4.11. Indien de belanghebbende niet aan de inlichtingenverplichting voldoet is dat een grond voor herziening of intrekking van de bijstand indien als gevolg van het niet nakomen van die verplichting niet kan worden vastgesteld of, en zo ja in welke mate, betrokkene recht op bijstand heeft. Het College stelt zich op het standpunt dat het recht op bijstand over de gehele hier in geding zijnde periode - 16 januari 2004 tot en met 31 maart 2006 - niet kan worden vastgesteld. Hieraan heeft het College ten grondslag gelegd, zoals ter zitting is toegelicht, dat rekenkundig gezien er een externe, niet gemelde bron van inkomsten moet zijn geweest, aangezien appellanten € 5.000,-- meer hebben uitgegeven dan dat zij aan bijstand hebben ontvangen. Naar het oordeel van de Raad zijn er echter geen concrete aanknopingspunten dat appellanten naast de als inkomsten aangemerkte kasstortingen nog andere inkomsten hebben verworven en dat zij daarvan geen mededeling aan het College hebben gedaan, waardoor het recht op bijstand over de gehele in geding zijnde periode niet meer kan worden vastgesteld. Het College veronderstelt slechts dat appellanten inkomsten hebben verworven met de aan- en verkoop van de zes voertuigen die op hun naam geregistreerd zijn geweest en met schoonheidsbehandelingen die konden plaatsvinden in hun woning, maar heeft dit niet feitelijk onderbouwd. Wat de voertuigen betreft, wijst de Raad er hierbij op dat op basis van de beschikbare gegevens niet kan worden vastgesteld hoe lang de voertuigen op naam van appellanten geregistreerd hebben gestaan en wat de waarde daarvan was.
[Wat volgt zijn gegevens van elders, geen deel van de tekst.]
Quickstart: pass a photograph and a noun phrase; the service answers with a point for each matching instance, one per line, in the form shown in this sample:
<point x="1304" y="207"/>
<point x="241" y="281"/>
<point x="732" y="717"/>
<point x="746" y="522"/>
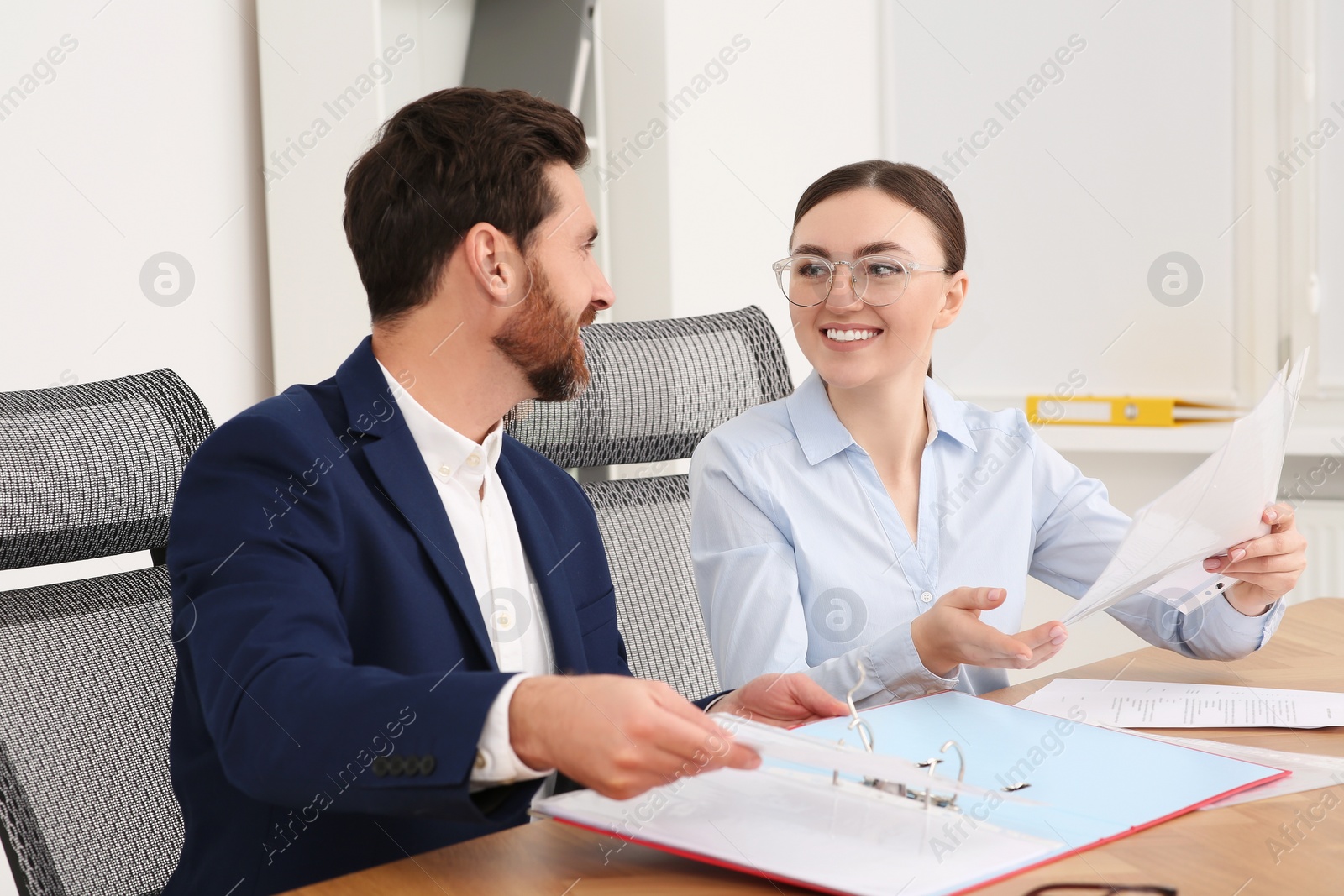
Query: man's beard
<point x="544" y="343"/>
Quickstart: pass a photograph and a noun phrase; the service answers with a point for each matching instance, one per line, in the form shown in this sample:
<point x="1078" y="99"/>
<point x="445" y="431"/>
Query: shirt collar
<point x="448" y="453"/>
<point x="823" y="436"/>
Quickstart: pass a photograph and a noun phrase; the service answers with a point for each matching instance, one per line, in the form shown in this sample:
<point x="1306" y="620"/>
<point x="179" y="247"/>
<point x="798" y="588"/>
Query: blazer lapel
<point x="398" y="465"/>
<point x="546" y="558"/>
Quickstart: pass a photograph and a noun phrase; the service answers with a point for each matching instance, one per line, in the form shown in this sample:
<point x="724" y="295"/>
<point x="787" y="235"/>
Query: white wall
<point x="145" y="140"/>
<point x="732" y="159"/>
<point x="312" y="53"/>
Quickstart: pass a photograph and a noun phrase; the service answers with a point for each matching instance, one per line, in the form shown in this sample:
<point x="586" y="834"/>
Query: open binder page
<point x="1211" y="510"/>
<point x="1084" y="785"/>
<point x="840" y="839"/>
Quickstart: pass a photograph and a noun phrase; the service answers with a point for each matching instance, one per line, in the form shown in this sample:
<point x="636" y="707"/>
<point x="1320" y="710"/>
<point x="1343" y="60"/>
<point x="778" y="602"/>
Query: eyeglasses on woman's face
<point x="875" y="280"/>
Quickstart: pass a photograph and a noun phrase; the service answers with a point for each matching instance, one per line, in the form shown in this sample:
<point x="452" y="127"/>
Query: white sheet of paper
<point x="1211" y="510"/>
<point x="1166" y="705"/>
<point x="1310" y="772"/>
<point x="824" y="755"/>
<point x="847" y="840"/>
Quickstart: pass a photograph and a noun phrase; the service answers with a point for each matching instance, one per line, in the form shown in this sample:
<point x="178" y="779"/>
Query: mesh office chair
<point x="658" y="389"/>
<point x="87" y="668"/>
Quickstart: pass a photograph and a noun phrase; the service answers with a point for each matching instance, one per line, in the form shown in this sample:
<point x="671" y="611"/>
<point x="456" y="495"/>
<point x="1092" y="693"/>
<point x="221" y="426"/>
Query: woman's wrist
<point x="1249" y="600"/>
<point x="927" y="647"/>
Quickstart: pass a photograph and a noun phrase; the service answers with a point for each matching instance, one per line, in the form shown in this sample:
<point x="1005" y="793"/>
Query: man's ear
<point x="496" y="265"/>
<point x="953" y="298"/>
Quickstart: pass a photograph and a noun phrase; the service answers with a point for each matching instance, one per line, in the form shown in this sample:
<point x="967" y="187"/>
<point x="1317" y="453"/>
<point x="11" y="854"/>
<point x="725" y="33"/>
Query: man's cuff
<point x="496" y="763"/>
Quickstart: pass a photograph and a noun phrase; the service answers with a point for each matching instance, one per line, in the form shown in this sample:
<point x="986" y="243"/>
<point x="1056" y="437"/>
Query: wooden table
<point x="1222" y="852"/>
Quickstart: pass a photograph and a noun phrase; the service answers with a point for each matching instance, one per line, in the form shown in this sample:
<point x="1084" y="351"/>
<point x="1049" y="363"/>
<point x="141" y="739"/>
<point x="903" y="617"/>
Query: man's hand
<point x="617" y="735"/>
<point x="1268" y="566"/>
<point x="781" y="700"/>
<point x="951" y="633"/>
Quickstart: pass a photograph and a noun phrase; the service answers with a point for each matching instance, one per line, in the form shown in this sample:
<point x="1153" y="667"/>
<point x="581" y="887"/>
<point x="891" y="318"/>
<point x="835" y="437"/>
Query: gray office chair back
<point x="658" y="389"/>
<point x="87" y="668"/>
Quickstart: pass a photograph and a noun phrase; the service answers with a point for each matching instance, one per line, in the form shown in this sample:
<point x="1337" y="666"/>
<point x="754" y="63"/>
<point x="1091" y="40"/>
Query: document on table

Anders dan in het geval van de uitspraak van de Raad van 2 juni 2009, LJN BI6951, valt naar het oordeel van de Raad uit de beschikbare gegevens niet te destilleren dat appellanten een zodanig onduidelijke situatie hebben laten ontstaan met betrekking tot hun financiële situatie dat daardoor niet is vast te stellen of er recht dan wel aanvullend recht op bijstand bestaat.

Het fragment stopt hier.